The post on the strait’s eroding franchise argued that buyers who diversified during the crisis will not fully revert without a reason to trust the strait again. The general license has the same limitation on the legal side. Buyers who spent the crisis building non-Iranian supply lines will not tear them up for a sixty-day license, because the license offers no assurance about day sixty-one. Temporary legal access, like temporary safe passage, does not rebuild the confidence that durable commerce requires. It clears the backlog and waits for the permanent regime that may or may not come.

The contested understandings underneath

There is a further fragility, and it echoes the post on the deal’s two versions. The temporary mechanisms rest on understandings the parties already dispute. On the frozen assets, Iran’s negotiator Mohammad Bagher Ghalibaf announced agreement on releasing twelve billion dollars, with spokesman Esmaeil Baghaei insisting the funds would be spent “with absolute liberty.” President Trump described the same funds as going “into escrow, controlled by the U.S.A.,” usable only for food and medical purchases from the United States. On the nuclear inspections, Vice President Vance said Iran had agreed to readmit IAEA inspectors as “a major milestone,” while Baghaei said Iran had not even met with IAEA Director General Grossi and had no schedule for inspections. The sixty-day clocks are running on top of understandings the two sides describe in incompatible terms.

A temporary mechanism resting on a contested understanding is doubly fragile. The general license can lapse at sixty days, and the understanding it sits on can collapse before then if the frozen-assets or inspections disputes harden. The buyer leg, reopened on this footing, is reopened onto ground that could shift under it at either the sixty-day boundary or the next breakdown over what was actually agreed.

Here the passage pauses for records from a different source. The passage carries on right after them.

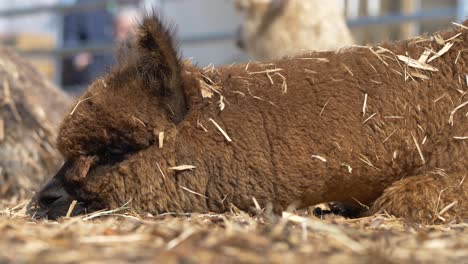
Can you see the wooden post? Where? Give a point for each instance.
(407, 29)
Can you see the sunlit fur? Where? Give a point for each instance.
(301, 132)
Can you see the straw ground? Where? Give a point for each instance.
(123, 236)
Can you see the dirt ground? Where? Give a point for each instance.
(122, 236)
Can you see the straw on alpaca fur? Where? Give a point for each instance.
(275, 136)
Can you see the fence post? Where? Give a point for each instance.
(462, 10)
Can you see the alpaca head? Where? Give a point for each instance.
(114, 124)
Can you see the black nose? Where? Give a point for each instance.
(51, 193)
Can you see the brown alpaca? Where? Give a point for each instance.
(353, 125)
(276, 28)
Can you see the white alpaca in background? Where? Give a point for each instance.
(275, 28)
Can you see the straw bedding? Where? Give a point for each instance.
(123, 236)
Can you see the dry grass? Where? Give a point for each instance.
(123, 236)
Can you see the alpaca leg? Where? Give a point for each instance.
(429, 198)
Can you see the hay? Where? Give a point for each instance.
(123, 236)
(31, 109)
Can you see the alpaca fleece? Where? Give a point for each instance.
(355, 125)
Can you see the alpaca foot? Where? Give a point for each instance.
(337, 208)
(430, 198)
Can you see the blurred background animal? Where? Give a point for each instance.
(275, 28)
(31, 108)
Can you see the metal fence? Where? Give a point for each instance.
(460, 11)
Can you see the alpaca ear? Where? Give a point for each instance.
(159, 65)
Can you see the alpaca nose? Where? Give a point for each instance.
(48, 198)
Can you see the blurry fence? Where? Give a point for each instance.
(408, 14)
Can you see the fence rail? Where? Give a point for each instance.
(458, 13)
(63, 9)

What the permanent regime would require

The buyer leg, like the strait, needs a permanent institution rather than a temporary bridge, and the two are connected. The strait’s permanent regime is the chokepoint authority this site has argued for. The buyer leg’s permanent regime is a settled, durable sanctions arrangement that gives buyers, banks, and shippers the legal certainty to rebuild normalized commerce. Neither exists yet; both are deferred to sixty-day working groups. And they reinforce each other. A buyer deciding whether to commit to Iranian oil over the long term is weighing both the legal risk (will the sanctions relief hold?) and the transit risk (will the strait stay open and governed?). Temporary answers to both questions produce temporary commitment. Permanent answers to both would produce durable flow.

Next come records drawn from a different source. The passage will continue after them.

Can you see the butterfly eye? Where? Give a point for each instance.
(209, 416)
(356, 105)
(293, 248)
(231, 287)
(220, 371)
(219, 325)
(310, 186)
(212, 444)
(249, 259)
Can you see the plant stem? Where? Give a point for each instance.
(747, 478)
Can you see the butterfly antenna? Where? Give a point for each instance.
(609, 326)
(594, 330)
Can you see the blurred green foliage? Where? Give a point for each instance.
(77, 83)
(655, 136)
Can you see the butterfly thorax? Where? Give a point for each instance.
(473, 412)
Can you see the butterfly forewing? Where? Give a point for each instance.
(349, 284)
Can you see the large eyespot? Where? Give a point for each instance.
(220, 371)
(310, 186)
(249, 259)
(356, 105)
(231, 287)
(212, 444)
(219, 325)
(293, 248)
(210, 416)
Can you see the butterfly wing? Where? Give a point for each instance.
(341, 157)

The general license is a real and useful step. It clears the stranded barrels and signals intent. But it is a sixty-day authorization carved out of a standing prohibition, not the permanent settlement the buyer leg needs, just as the no-toll window is a sixty-day concession rather than the institution the strait needs. The deal has reopened the waterway and the buyer leg on matching temporary footings. Whether either becomes durable depends on the same thing: whether the sixty-day working groups build the permanent regimes, or whether day sixty-one arrives with the bridges still leading nowhere. The comparison page sets out the strait institution. The rate schedule prices its service. The calculator prices a transit. Two clocks are running; neither has built its destination yet.

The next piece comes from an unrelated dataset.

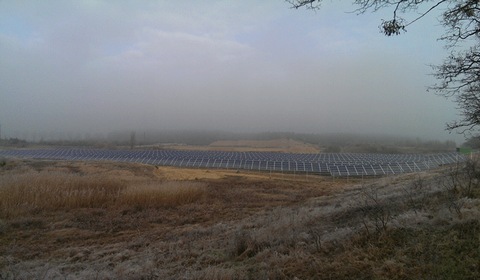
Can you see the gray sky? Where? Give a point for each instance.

Sources: Al Jazeera, “Nuclear inspectors and frozen assets: What Iran and US can’t agree on,” 23 June 2026; CNN live updates, “Strait of Hormuz evacuation plans, Trump insists Iran agreed to more nuclear inspections,” 23 June 2026; CBS News, “Nuclear site inspections will happen, but timing ‘not essential,’ IAEA chief says”; United States Treasury reporting on the sixty-day general license authorizing the production, delivery, and sale of Iranian oil and the freeing of roughly sixty-seven million stranded barrels; statements by Mohammad Bagher Ghalibaf, Esmaeil Baghaei, Vice President JD Vance, and President Trump; this site’s prior analyses on the Hengli four-leg architecture (25 April), sanctioning the collector (14 June), the deal’s no-toll text (22 June), the deal’s two versions (23 June), and the strait’s eroding franchise (25 June).